Leonardo s’approcha d’un groupe d’hommes d’affaires et murmura quelque chose. L’un d’eux laissa échapper un rire gêné. Un micro caché capta sa voix.
« Quand tout sera fini, je vends la maison de Polanco et je déménage à Madrid. J’ai déjà assez dépensé pour épouser une femme brisée. Le marché immobilier. »
Ivonne lui serra le bras.
« Arrête de dire des bêtises. »
« Qu’est-ce que ça peut faire ? » répondit-il. « Elle est morte. »
Mariana sentit quelque chose en elle, quelque chose de plus fort que la peur, s’éveiller brutalement.
« Je veux le dénoncer. »
Esteban acquiesça.
« Je l’ai déjà fait. Mais il nous faut des preuves. Il a tout planifié. Il a signalé votre disparition tardivement. Il a dit que vous vous étiez perdue. Il a payé des témoins. Et il a souscrit l’assurance ce matin. »
« Ce matin ? »
« Avant les funérailles. »
Mariana déglutit.
« Cet argent n’avait plus d’importance pour elle après coup.
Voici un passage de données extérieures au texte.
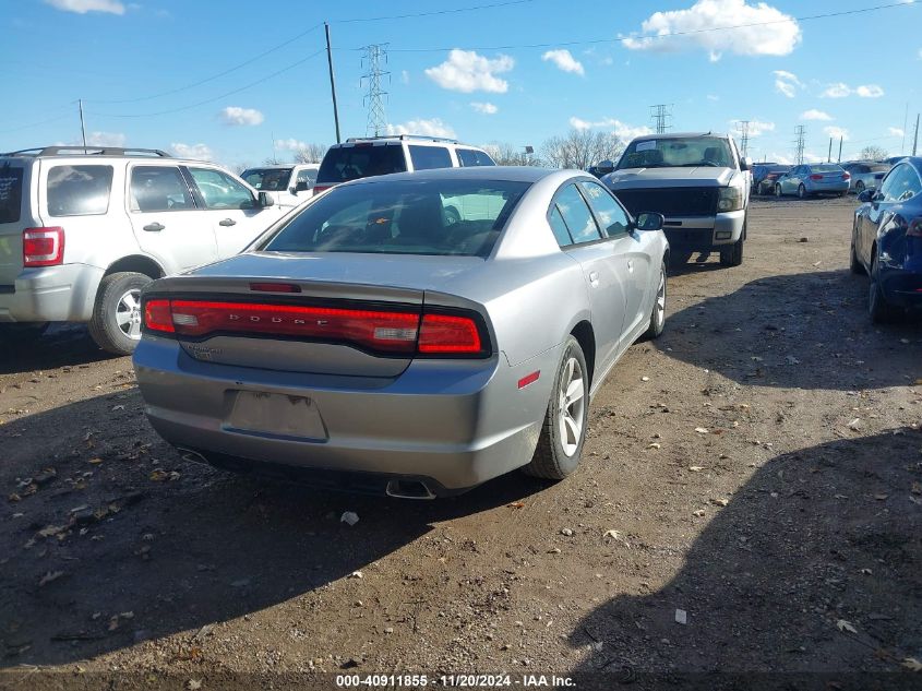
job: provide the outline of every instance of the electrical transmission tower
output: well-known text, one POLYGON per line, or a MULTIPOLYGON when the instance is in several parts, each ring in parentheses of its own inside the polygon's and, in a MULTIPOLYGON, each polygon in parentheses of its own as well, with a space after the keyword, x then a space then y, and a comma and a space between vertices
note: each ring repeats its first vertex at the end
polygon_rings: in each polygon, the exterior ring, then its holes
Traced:
POLYGON ((750 121, 740 120, 737 128, 740 130, 740 154, 746 156, 750 151, 750 121))
POLYGON ((672 129, 672 106, 669 104, 650 106, 650 119, 656 124, 657 134, 662 134, 672 129))
POLYGON ((798 126, 797 129, 798 139, 794 141, 794 146, 797 146, 797 151, 794 153, 794 164, 798 166, 803 165, 803 146, 804 141, 806 140, 806 128, 802 124, 798 126))
POLYGON ((387 44, 372 44, 364 47, 362 63, 368 65, 368 72, 362 74, 362 82, 368 82, 364 103, 368 106, 368 124, 366 134, 380 136, 384 134, 387 119, 384 117, 384 97, 387 92, 382 87, 384 76, 391 72, 383 69, 387 63, 387 44))

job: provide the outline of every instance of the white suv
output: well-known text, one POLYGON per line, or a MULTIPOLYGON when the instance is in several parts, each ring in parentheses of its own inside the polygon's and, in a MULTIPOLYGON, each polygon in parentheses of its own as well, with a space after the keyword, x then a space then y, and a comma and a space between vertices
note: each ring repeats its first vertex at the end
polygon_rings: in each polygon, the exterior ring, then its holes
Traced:
POLYGON ((129 354, 154 278, 238 253, 282 210, 224 168, 156 150, 0 154, 0 336, 88 322, 129 354))
POLYGON ((418 134, 352 138, 326 151, 314 194, 340 182, 388 172, 494 165, 482 148, 452 139, 418 134))

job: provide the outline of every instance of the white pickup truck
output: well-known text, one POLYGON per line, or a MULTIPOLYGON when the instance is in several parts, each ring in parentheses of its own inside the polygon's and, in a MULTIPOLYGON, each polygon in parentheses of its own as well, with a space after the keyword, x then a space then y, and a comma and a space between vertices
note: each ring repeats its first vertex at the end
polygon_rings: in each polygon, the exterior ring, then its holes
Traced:
POLYGON ((674 263, 695 252, 743 263, 751 163, 728 134, 649 134, 632 141, 601 180, 636 217, 657 212, 674 263))

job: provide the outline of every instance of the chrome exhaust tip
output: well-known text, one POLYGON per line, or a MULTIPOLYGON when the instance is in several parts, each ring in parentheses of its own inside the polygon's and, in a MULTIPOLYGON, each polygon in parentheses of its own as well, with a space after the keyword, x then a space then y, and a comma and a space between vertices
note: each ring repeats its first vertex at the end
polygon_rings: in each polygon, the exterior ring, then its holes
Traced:
POLYGON ((384 491, 397 499, 435 499, 432 490, 420 480, 388 480, 384 491))

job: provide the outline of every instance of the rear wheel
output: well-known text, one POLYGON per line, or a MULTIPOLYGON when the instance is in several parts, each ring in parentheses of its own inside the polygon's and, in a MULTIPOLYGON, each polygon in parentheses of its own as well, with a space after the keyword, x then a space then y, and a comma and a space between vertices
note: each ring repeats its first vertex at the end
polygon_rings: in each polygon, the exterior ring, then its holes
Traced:
POLYGON ((881 267, 877 263, 877 252, 871 258, 871 286, 867 293, 867 313, 875 324, 883 324, 891 321, 896 315, 896 309, 887 302, 884 288, 881 285, 881 267))
POLYGON ((644 333, 644 338, 654 339, 662 334, 666 327, 666 262, 659 267, 659 282, 657 283, 656 299, 650 311, 650 325, 644 333))
POLYGON ((562 480, 576 469, 589 419, 589 378, 586 357, 572 335, 554 377, 551 401, 531 462, 523 470, 535 477, 562 480))
POLYGON ((152 278, 120 272, 103 278, 89 321, 89 335, 104 350, 131 355, 141 341, 141 290, 152 278))

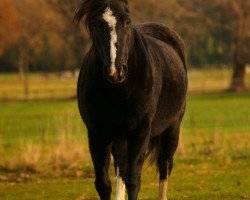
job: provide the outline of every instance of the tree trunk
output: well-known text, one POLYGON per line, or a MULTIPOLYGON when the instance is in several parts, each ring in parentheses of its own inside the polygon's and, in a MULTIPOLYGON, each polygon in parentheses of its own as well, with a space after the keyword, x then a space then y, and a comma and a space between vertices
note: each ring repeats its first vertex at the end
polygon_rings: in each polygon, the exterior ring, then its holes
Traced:
POLYGON ((244 1, 241 2, 241 13, 238 13, 237 30, 235 34, 234 47, 234 72, 231 81, 231 90, 241 92, 246 90, 245 72, 246 72, 246 37, 247 37, 247 12, 244 1))
POLYGON ((29 98, 29 62, 28 56, 24 49, 21 49, 20 52, 20 61, 19 61, 19 76, 23 82, 23 91, 24 91, 24 98, 29 98))

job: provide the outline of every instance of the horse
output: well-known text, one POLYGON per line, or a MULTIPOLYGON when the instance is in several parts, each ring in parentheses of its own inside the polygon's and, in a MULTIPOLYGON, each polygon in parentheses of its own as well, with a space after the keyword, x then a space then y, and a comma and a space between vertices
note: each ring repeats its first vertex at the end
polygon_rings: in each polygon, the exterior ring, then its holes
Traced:
POLYGON ((92 40, 77 83, 78 108, 87 127, 100 199, 111 197, 111 155, 116 200, 136 200, 144 160, 159 172, 159 199, 168 178, 186 107, 185 44, 159 23, 134 25, 127 0, 83 0, 75 21, 85 19, 92 40))

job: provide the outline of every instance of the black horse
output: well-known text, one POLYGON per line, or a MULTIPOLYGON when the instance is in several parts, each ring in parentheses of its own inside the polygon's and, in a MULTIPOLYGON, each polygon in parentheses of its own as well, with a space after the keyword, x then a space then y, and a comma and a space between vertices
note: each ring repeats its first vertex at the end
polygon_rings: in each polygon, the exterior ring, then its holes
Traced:
POLYGON ((116 199, 136 200, 143 162, 151 154, 159 169, 159 199, 166 199, 180 124, 185 112, 185 45, 157 23, 133 25, 127 0, 85 0, 75 20, 85 17, 92 47, 78 79, 78 106, 88 129, 95 186, 110 199, 111 153, 116 199))

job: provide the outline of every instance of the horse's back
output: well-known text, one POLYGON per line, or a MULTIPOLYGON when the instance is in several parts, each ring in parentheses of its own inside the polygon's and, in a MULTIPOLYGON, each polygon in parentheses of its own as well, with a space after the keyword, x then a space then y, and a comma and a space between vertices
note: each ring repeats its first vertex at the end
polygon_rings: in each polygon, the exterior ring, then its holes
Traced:
POLYGON ((160 23, 143 23, 136 25, 135 28, 142 34, 158 39, 176 50, 186 69, 186 46, 181 37, 173 29, 160 23))

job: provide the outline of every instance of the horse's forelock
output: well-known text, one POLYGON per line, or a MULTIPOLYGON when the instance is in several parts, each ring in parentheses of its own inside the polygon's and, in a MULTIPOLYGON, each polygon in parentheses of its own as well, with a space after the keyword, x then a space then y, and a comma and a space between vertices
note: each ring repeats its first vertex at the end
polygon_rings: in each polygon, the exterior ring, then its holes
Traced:
POLYGON ((85 25, 88 26, 92 17, 102 14, 110 4, 110 0, 83 0, 76 10, 74 21, 79 23, 85 17, 85 25))
POLYGON ((91 18, 101 15, 110 5, 113 5, 111 7, 113 7, 118 14, 123 14, 120 9, 121 6, 118 6, 117 3, 123 3, 123 5, 125 5, 124 11, 129 13, 127 0, 83 0, 75 13, 74 21, 78 24, 81 19, 85 17, 85 25, 88 27, 91 18))

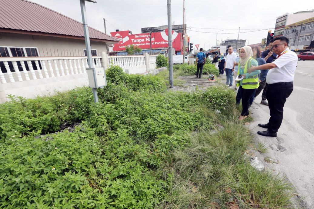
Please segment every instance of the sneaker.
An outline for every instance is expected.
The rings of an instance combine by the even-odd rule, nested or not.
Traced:
[[[268,106],[268,102],[266,100],[262,100],[261,101],[261,104],[267,106]]]

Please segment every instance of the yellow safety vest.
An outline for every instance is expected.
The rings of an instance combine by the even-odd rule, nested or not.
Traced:
[[[246,62],[244,67],[244,71],[243,74],[245,74],[247,72],[247,64],[249,63],[249,66],[251,67],[251,61],[253,59],[253,58],[251,57],[249,60]],[[240,66],[240,63],[239,64],[239,66]],[[240,73],[240,69],[238,70],[238,74]],[[242,79],[242,88],[246,88],[248,89],[254,89],[257,88],[259,86],[259,82],[258,82],[258,75],[256,75],[253,76],[249,76],[248,78],[245,78]],[[241,81],[237,81],[236,82],[237,87],[239,86],[241,84]]]

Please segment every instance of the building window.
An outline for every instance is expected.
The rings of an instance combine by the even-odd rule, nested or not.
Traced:
[[[10,51],[11,51],[12,56],[21,57],[25,56],[24,50],[22,48],[10,47]]]
[[[289,43],[290,44],[290,46],[293,46],[293,43],[294,42],[294,38],[290,38],[289,39]]]
[[[95,49],[92,49],[91,50],[92,51],[92,56],[97,56],[97,51]],[[87,56],[87,54],[86,53],[86,50],[84,50],[84,54],[85,56]]]
[[[39,56],[37,48],[34,47],[0,47],[0,54],[1,54],[2,57]],[[23,71],[23,68],[21,64],[21,62],[24,62],[26,70],[29,71],[30,69],[28,67],[28,64],[27,62],[26,61],[16,61],[16,64],[17,64],[19,70],[21,72]],[[31,62],[34,70],[37,70],[37,67],[36,66],[35,61],[31,61]],[[12,72],[15,72],[12,62],[8,61],[8,64],[9,65],[9,68],[10,68],[10,71]],[[41,65],[40,61],[39,61],[38,64],[40,68],[41,69]],[[0,67],[1,68],[1,71],[3,73],[7,72],[7,69],[5,68],[5,66],[4,66],[3,62],[0,62]]]
[[[2,56],[10,56],[9,54],[9,51],[6,47],[1,47],[0,48],[0,55]]]
[[[307,26],[308,30],[313,29],[313,28],[314,28],[314,23],[312,23],[312,24],[310,24]]]
[[[311,35],[306,35],[305,36],[305,39],[304,39],[304,40],[305,41],[307,40],[310,40],[310,39],[311,38]]]
[[[39,56],[36,48],[25,48],[27,56]]]

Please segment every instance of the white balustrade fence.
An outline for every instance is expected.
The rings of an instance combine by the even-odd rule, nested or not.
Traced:
[[[157,55],[93,56],[95,67],[118,65],[129,73],[143,73],[156,67]],[[86,72],[86,57],[0,57],[0,83],[41,79]]]
[[[101,58],[93,57],[93,66],[102,67]],[[88,67],[87,58],[81,56],[1,57],[0,62],[2,83],[82,74]]]
[[[118,65],[124,69],[145,66],[145,56],[112,56],[108,58],[108,67]]]

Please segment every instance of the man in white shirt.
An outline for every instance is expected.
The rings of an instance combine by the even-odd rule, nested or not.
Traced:
[[[277,59],[271,63],[253,67],[247,71],[249,73],[257,70],[270,69],[266,78],[269,85],[266,96],[270,118],[267,124],[258,124],[259,126],[268,129],[265,131],[257,131],[260,135],[277,136],[277,132],[282,122],[284,103],[293,90],[293,81],[298,56],[288,47],[288,43],[289,40],[284,36],[274,39],[273,51],[278,55]]]
[[[236,58],[236,54],[233,52],[233,48],[232,47],[229,47],[228,52],[229,54],[226,56],[226,62],[225,63],[224,70],[226,72],[226,76],[227,77],[226,85],[229,86],[229,88],[232,88],[232,81],[233,80],[232,72],[235,70],[233,64]]]

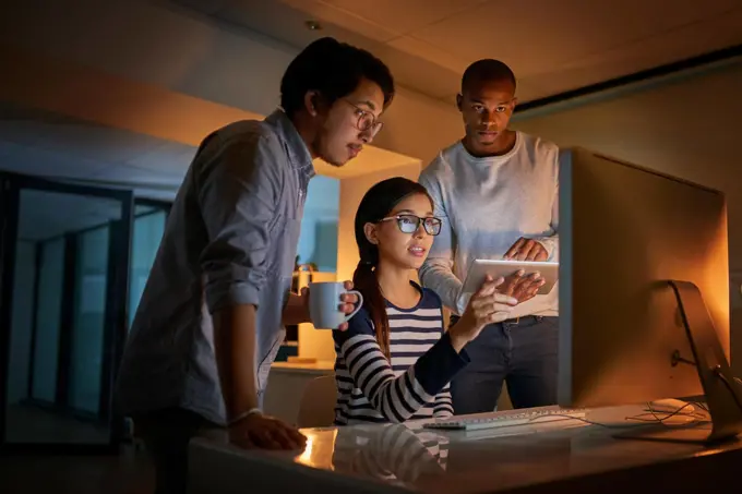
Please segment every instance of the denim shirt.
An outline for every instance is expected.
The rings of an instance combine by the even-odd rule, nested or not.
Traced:
[[[178,192],[121,361],[124,414],[179,407],[224,423],[211,314],[256,310],[258,388],[284,340],[312,158],[283,111],[201,144]]]

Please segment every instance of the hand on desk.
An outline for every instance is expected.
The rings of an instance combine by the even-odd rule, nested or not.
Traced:
[[[276,418],[252,413],[229,426],[229,442],[242,448],[301,449],[307,437]]]

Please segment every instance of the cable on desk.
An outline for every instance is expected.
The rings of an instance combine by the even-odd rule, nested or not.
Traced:
[[[681,413],[681,415],[684,415],[684,417],[692,417],[692,418],[695,419],[695,420],[692,421],[692,422],[682,423],[682,424],[668,424],[668,423],[665,423],[666,420],[668,420],[669,418],[671,418],[671,417],[673,417],[673,415],[679,414],[683,409],[690,407],[691,405],[692,405],[692,403],[686,403],[684,407],[681,407],[681,408],[679,408],[678,410],[675,410],[675,411],[673,411],[673,412],[658,412],[658,411],[656,411],[656,410],[653,410],[653,409],[651,409],[651,405],[649,405],[649,413],[641,413],[641,414],[638,414],[638,415],[626,417],[626,418],[624,418],[624,420],[627,420],[627,421],[630,421],[630,420],[637,420],[637,421],[639,421],[639,422],[659,423],[659,424],[665,425],[666,427],[670,427],[670,429],[672,429],[672,427],[687,427],[689,425],[694,425],[694,424],[701,424],[701,423],[704,423],[704,422],[708,422],[708,418],[702,415],[701,413],[687,413],[687,412],[686,412],[686,413]],[[657,415],[657,413],[665,413],[667,417],[660,418],[660,417]],[[654,418],[654,419],[637,419],[638,417],[644,415],[644,414],[653,414],[655,418]],[[581,418],[581,417],[573,417],[573,415],[571,415],[571,414],[569,414],[569,413],[549,413],[549,414],[547,414],[547,415],[534,417],[532,419],[529,420],[529,423],[538,422],[540,419],[544,419],[544,418],[549,418],[549,417],[564,417],[564,418],[572,419],[572,420],[578,420],[578,421],[581,421],[581,422],[585,422],[585,423],[590,424],[590,425],[599,425],[599,426],[606,427],[606,429],[626,429],[626,427],[636,427],[636,426],[637,426],[636,423],[631,423],[631,424],[606,424],[606,423],[601,423],[601,422],[595,422],[595,421],[591,421],[591,420],[583,419],[583,418]]]

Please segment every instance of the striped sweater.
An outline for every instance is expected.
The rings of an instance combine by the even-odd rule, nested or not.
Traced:
[[[420,290],[411,309],[386,302],[391,362],[376,342],[366,308],[345,332],[333,332],[337,403],[335,424],[405,422],[453,415],[448,382],[469,361],[443,330],[441,299]]]

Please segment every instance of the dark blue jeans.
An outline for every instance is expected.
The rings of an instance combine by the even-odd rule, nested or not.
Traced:
[[[451,382],[457,415],[494,410],[503,382],[513,408],[556,403],[559,317],[491,324],[465,348],[471,362]]]

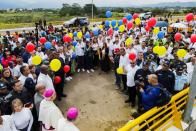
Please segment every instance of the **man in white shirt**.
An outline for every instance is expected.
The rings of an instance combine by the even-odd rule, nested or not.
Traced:
[[[80,131],[74,124],[78,116],[78,110],[74,107],[70,108],[66,113],[66,118],[61,118],[58,121],[57,131]]]
[[[20,68],[22,66],[27,66],[28,64],[23,63],[22,57],[18,57],[16,59],[17,65],[14,67],[13,72],[14,72],[14,77],[19,78],[21,73],[20,73]]]
[[[128,88],[128,100],[125,101],[125,103],[130,103],[131,106],[135,106],[135,98],[136,98],[136,87],[135,87],[135,81],[134,76],[136,71],[139,69],[139,67],[136,65],[136,61],[131,61],[129,65],[125,67],[125,72],[127,72],[127,88]]]
[[[119,61],[119,67],[122,67],[125,69],[125,67],[129,64],[129,57],[128,54],[126,54],[125,49],[121,48],[120,49],[120,61]],[[122,75],[122,81],[123,81],[123,90],[122,92],[125,92],[127,90],[127,75],[124,72]]]
[[[48,68],[49,67],[47,65],[41,66],[41,72],[38,76],[37,84],[43,84],[46,89],[54,89],[52,79],[48,75]]]
[[[78,44],[76,45],[76,55],[78,57],[78,72],[82,69],[84,72],[84,48],[85,44],[81,39],[78,40]]]
[[[189,83],[191,83],[195,62],[196,62],[196,57],[192,57],[191,62],[186,63]]]
[[[20,72],[21,72],[21,76],[18,78],[18,80],[20,80],[22,86],[24,86],[25,84],[25,80],[30,77],[33,79],[34,82],[36,82],[33,78],[33,75],[30,73],[30,69],[28,66],[22,66],[20,68]]]
[[[54,104],[56,93],[54,89],[46,89],[44,100],[40,103],[39,119],[42,122],[42,131],[57,131],[58,121],[63,118],[59,108]]]

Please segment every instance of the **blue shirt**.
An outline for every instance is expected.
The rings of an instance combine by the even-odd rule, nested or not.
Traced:
[[[175,91],[181,91],[184,88],[184,84],[188,83],[188,76],[185,74],[182,74],[181,76],[177,75],[176,72],[175,74],[175,86],[174,90]]]

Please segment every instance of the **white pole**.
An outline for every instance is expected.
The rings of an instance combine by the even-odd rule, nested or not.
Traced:
[[[92,20],[93,20],[93,0],[92,0]]]

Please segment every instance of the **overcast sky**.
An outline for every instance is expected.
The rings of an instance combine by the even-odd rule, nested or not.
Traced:
[[[85,5],[86,3],[91,3],[92,0],[0,0],[2,2],[19,4],[23,6],[38,5],[43,7],[61,7],[62,3],[72,4],[79,3],[80,5]],[[160,2],[189,2],[196,0],[94,0],[96,6],[130,6],[130,5],[146,5],[146,4],[157,4]],[[45,4],[44,4],[45,3]]]

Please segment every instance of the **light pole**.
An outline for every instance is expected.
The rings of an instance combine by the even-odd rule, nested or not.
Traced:
[[[93,0],[92,0],[92,20],[93,20]]]

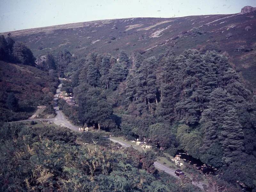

Il en avait dès le début. »
Esteban sortit un dossier bleu.
« Votre mère m’a écrit il y a 28 ans. Elle m’a dit que vous seriez en danger si je me présentais. Que ma famille avait des ennemis, que ma fortune attirerait les vautours. Je l’ai crue… jusqu’à il y a un mois, quand j’ai reçu une lettre d’elle, authentifiée par un notaire. »
Famille
Mariana fronça les sourcils.
« Ma mère est vivante. Pourquoi vous aurait-elle écrit par l’intermédiaire d’un notaire ? »
« Parce qu’elle savait qu’un jour vous auriez besoin de savoir qui vous étiez. »
Il ouvrit le dossier.
Il y avait de vieilles photos. Une jeune femme ressemblant à Mariana enlaçait un homme plus jeune, Esteban lui-même, devant un ranch à Valle de Bravo. Il y avait aussi des documents de fiducie.
« Ta mère travaillait pour ma famille », expliqua-t-il. « Nous sommes tombés amoureux. Quand elle est tombée enceinte, elle a disparu. J’ai cru qu’elle ne voulait plus me voir. » Plus tard, j’ai appris qu’elle avait été menacée.
« Qui ? »
Esteban regarda vers la porte, comme si ce nom était lourd de sens.
« Mon frère, Arturo Robles. »
Un frisson parcourut Mariana.
Ce nom lui était familier.
Arturo Robles était l’un des avocats les plus influents du pays. Associé de juges, d’hommes d’affaires et de politiciens. Il était aussi le conseiller juridique de Leonardo.
« Non… » murmura-t-elle.
« Si », dit Esteban. « Leonardo n’a pas tout planifié seul. »
À cet instant, le téléphone portable de Mariana vibra sur la table.
Personne ne devrait avoir ce numéro.
L’écran affichait « Numéro inconnu ».
Esteban fit signe à la détective qui montait la garde dehors. Elle entra, activa un enregistreur et répondit sur haut-parleur.